La Machine à explorer le temps est un récit d’anticipation, une utopie à la façon des Voyages de Gulliver, où H. G. Wells imagine une société nouvelle dans un monde futur, un âge d’or qui peut tourner à l’enfer quand l’utopie se mue en son contraire. En choisissant l’an 802 701, le récit, écrit à la fin du 19e siècle, donne à voir un avenir si lointain qu’on ne peut le vérifier. Tout en étant audacieux, il évite donc l’écueil d’une science-fiction qui se démode vite, en littérature comme au cinéma. Un fabriquant d’horloges londonien conçoit une machine à voyager dans le temps qui lui permet de découvrir un monde peuplé de créatures étranges, beaucoup moins évoluées qu’il ne l’imaginait. En 802 701, l’humanité s’est divisée en deux espèces, les « Elois » ingénus et les « Morlocks » maléfiques, qui vivent sous terre et font penser aux Yahoos inventés par Swift, race humaine dégénérée régie par des chevaux hyper intelligents, les Houyhnhnms. Dans ce nouveau monde sans culture, caractérisé par la sécurité et l’uniformité, toute forme de curiosité a disparu.
En voyant l’affiche et le dossier du spectacle proposé par la compagnie bretonne Imaginaire Théâtre, on s’attend à une grande machine, à un son et lumière époustouflant. Et de fait, sur la scène de l’Alhambra enveloppée d’une bande son aux violons lancinants, on découvre une immense soufflerie seulement utilisée à la fin, de grandes horloges et des tableaux noirs où l’inventeur dresse des calculs sans fin… Mais l’essentiel consiste en une bâche gonflante sortie d’un cube, où sont projetés des images colorées pour signifier les anfractuosités de cette terre future. Ils sont deux comédiens à porter le récit, qui se confondent parfois : le narrateur Sydney Bernard qu’on écoute religieusement, et l’inventeur joué par un Thierry le Gad presque mutique, chemise et fausse moustache.
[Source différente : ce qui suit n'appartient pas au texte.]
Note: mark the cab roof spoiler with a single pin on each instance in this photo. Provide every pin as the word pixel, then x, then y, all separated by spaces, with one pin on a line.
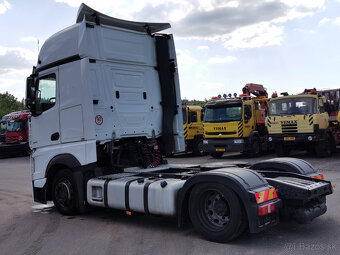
pixel 87 13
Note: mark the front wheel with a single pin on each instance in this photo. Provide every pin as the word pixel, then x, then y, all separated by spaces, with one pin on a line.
pixel 64 192
pixel 215 212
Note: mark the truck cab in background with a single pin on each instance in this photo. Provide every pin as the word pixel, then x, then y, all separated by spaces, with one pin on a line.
pixel 193 128
pixel 3 128
pixel 17 127
pixel 300 122
pixel 236 124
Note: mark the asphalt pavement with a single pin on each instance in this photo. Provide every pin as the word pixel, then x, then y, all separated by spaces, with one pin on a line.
pixel 30 228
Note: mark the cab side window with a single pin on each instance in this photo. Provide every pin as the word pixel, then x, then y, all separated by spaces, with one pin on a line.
pixel 46 93
pixel 193 116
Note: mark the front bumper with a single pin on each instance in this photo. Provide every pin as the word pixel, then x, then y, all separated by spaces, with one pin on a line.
pixel 224 145
pixel 294 138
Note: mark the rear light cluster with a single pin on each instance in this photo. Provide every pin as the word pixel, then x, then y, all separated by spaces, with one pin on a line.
pixel 265 196
pixel 319 176
pixel 266 209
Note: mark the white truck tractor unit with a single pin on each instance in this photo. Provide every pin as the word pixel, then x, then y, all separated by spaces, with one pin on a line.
pixel 105 103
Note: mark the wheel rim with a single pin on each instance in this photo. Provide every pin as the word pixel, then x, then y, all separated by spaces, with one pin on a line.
pixel 214 210
pixel 63 192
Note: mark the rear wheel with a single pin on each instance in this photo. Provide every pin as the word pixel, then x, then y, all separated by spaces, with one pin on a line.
pixel 216 154
pixel 216 212
pixel 64 192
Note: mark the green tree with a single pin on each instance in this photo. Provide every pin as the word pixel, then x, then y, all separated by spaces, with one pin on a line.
pixel 9 103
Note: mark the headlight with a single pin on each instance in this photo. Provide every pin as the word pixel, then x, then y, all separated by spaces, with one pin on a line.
pixel 238 141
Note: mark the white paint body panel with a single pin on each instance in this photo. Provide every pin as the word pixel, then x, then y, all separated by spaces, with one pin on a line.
pixel 125 61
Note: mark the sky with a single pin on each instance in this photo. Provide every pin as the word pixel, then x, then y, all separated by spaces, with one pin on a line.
pixel 286 45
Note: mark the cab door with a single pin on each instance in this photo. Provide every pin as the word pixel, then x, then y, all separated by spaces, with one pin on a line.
pixel 44 128
pixel 194 125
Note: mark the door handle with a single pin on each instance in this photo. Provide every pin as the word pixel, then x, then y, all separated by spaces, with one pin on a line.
pixel 55 136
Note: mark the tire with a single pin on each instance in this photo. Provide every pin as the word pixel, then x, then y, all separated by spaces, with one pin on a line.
pixel 215 212
pixel 216 154
pixel 198 147
pixel 64 192
pixel 281 150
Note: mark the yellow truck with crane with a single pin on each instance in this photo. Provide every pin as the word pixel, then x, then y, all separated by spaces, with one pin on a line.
pixel 193 128
pixel 303 122
pixel 236 124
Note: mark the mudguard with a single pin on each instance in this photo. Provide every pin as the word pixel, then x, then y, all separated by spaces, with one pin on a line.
pixel 291 165
pixel 244 182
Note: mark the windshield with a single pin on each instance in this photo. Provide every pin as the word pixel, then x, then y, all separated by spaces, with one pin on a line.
pixel 14 126
pixel 223 114
pixel 288 106
pixel 3 127
pixel 184 113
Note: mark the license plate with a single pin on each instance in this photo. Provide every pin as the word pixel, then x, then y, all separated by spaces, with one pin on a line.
pixel 220 149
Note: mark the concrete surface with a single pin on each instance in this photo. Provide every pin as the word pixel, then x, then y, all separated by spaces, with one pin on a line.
pixel 29 228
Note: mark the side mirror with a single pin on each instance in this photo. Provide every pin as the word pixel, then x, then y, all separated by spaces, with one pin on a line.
pixel 30 92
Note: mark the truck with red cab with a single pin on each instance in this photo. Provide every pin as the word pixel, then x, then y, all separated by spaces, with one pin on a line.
pixel 15 134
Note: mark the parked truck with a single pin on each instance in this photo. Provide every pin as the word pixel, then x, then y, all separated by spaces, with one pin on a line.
pixel 105 87
pixel 3 128
pixel 193 128
pixel 303 122
pixel 236 124
pixel 14 134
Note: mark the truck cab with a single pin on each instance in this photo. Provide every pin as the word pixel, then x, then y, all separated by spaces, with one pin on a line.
pixel 234 125
pixel 299 122
pixel 193 128
pixel 3 128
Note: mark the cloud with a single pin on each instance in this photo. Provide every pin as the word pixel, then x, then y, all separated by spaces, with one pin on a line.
pixel 203 47
pixel 29 39
pixel 211 85
pixel 4 6
pixel 16 59
pixel 324 21
pixel 216 20
pixel 337 21
pixel 254 36
pixel 184 59
pixel 216 60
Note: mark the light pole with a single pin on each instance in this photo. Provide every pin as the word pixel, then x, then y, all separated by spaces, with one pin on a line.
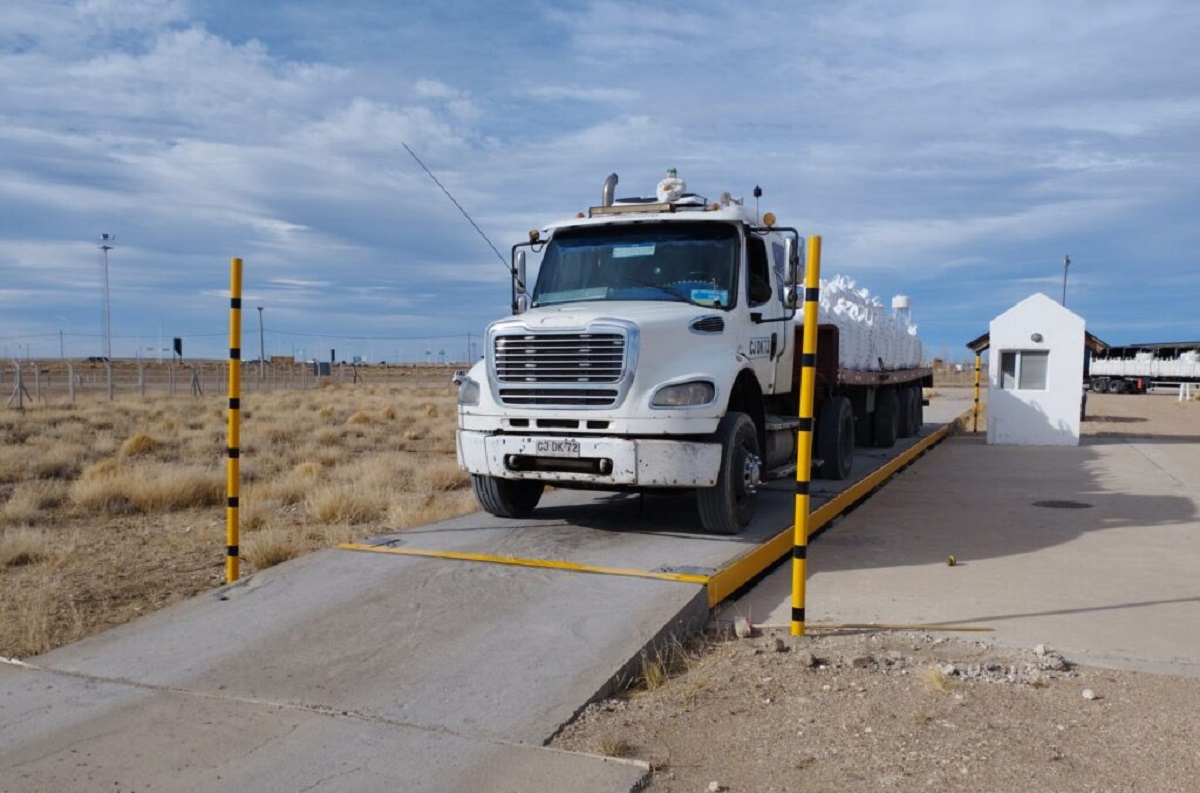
pixel 1066 263
pixel 262 347
pixel 63 347
pixel 106 314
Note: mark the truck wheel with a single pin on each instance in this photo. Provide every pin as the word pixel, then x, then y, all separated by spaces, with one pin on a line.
pixel 835 438
pixel 729 505
pixel 906 424
pixel 507 497
pixel 887 418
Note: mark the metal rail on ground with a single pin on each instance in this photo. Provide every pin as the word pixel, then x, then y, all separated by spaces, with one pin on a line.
pixel 730 578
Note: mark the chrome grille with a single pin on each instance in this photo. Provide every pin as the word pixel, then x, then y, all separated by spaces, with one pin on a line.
pixel 575 370
pixel 561 358
pixel 561 397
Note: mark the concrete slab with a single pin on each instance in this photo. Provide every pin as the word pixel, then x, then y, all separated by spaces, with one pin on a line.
pixel 77 733
pixel 367 671
pixel 1111 583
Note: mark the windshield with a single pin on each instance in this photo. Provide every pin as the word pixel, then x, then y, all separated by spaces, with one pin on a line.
pixel 677 262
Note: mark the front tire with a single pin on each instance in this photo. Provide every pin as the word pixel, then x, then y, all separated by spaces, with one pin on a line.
pixel 507 497
pixel 729 506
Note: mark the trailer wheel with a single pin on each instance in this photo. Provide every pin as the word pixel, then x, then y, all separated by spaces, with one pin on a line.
pixel 729 506
pixel 906 424
pixel 887 418
pixel 507 497
pixel 835 438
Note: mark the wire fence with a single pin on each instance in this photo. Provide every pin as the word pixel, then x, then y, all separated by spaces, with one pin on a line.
pixel 58 382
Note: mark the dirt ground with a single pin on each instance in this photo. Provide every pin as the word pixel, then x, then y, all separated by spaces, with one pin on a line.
pixel 907 712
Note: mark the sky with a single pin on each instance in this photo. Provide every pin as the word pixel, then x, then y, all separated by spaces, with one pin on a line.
pixel 952 151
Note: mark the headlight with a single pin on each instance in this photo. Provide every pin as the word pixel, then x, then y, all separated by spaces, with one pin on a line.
pixel 684 395
pixel 468 391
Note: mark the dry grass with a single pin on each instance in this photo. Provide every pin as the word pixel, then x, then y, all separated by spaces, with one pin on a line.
pixel 616 746
pixel 937 680
pixel 661 664
pixel 95 492
pixel 23 546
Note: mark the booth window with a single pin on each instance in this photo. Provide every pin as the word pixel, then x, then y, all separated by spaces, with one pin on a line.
pixel 1024 370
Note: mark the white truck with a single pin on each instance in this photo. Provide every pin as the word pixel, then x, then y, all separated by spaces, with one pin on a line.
pixel 1137 367
pixel 659 350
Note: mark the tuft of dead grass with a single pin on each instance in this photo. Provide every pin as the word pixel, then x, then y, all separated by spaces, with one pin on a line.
pixel 31 502
pixel 616 746
pixel 270 547
pixel 23 546
pixel 143 481
pixel 141 444
pixel 937 680
pixel 149 488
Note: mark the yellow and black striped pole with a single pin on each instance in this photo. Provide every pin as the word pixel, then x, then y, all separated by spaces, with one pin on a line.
pixel 233 451
pixel 804 438
pixel 975 421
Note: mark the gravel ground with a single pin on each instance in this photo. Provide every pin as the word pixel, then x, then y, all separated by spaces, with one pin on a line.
pixel 907 712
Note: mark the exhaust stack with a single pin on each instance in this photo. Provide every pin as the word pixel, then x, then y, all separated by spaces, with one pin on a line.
pixel 610 187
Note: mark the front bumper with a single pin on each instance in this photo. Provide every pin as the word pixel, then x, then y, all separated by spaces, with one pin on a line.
pixel 599 461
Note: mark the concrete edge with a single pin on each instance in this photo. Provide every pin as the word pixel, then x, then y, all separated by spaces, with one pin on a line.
pixel 688 622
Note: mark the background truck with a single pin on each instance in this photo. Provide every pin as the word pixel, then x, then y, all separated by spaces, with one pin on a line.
pixel 659 350
pixel 1137 367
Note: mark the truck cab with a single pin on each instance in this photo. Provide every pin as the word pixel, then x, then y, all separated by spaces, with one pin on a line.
pixel 646 354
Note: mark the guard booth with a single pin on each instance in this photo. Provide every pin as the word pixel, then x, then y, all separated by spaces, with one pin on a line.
pixel 1036 390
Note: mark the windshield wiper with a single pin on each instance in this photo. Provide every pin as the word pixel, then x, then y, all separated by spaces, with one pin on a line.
pixel 667 289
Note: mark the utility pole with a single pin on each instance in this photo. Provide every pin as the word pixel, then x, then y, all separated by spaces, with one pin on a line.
pixel 1066 263
pixel 106 328
pixel 262 347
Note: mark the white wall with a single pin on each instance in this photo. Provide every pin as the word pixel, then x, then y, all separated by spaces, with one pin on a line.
pixel 1045 416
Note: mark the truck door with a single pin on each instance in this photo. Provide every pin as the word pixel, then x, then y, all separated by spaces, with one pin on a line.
pixel 771 335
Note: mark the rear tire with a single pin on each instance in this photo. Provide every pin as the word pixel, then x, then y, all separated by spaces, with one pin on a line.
pixel 887 418
pixel 729 506
pixel 906 426
pixel 507 497
pixel 835 438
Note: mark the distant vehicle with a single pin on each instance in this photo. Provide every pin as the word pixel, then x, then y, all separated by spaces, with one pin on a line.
pixel 659 350
pixel 1138 367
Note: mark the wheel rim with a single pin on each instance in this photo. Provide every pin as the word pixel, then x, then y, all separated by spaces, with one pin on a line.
pixel 751 474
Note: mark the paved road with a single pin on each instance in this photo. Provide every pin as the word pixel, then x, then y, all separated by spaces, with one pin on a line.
pixel 370 671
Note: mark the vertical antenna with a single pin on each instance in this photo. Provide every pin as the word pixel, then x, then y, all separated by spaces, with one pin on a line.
pixel 106 324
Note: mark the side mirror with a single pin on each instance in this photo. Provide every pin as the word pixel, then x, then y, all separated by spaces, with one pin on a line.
pixel 792 266
pixel 790 296
pixel 520 299
pixel 520 272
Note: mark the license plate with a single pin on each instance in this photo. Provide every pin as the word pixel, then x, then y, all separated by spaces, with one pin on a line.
pixel 558 448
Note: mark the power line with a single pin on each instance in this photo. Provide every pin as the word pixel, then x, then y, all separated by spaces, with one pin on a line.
pixel 498 254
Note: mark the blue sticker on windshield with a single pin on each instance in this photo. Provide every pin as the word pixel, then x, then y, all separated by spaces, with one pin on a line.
pixel 630 251
pixel 711 296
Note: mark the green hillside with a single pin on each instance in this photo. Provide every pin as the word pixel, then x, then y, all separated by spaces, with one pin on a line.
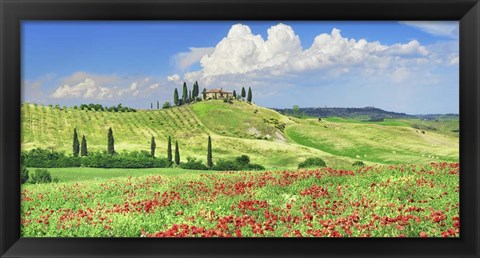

Lors d’habiles jeux de scène où ils se complètent bien, les comédiens rompent parfois le caractère linéaire de la narration.
L’adaptation compte quelques astuces, comme cette façon de découper le récit en heures symétriques, 12h12, 18h18 ou 20h20. On peut être happé, dans cette histoire extraordinaire, par le premier contact de l’inventeur avec le peuple frugivore qui possède 200 mots à son vocabulaire, levant les bras au ciel en criant « beau » quand la stupéfaction les dépasse, sa rencontre avec Weena qu’il sauve de la noyade, la découverte des dangereux Morlocks enfin, dont les yeux rouges percent l’obscurité… Thierry le Gad illustre visuellement les mots énoncés d’une voix chaude et enveloppante par Sydney Bernard. Mais cette adaptation fidèle du livre ne crée pas la surprise attendue. Bon, c’est déjà une excellente introduction au chef d’œuvre de Wells, pour une jeunesse peut-être habituée à d’autres sortes d’effets spéciaux.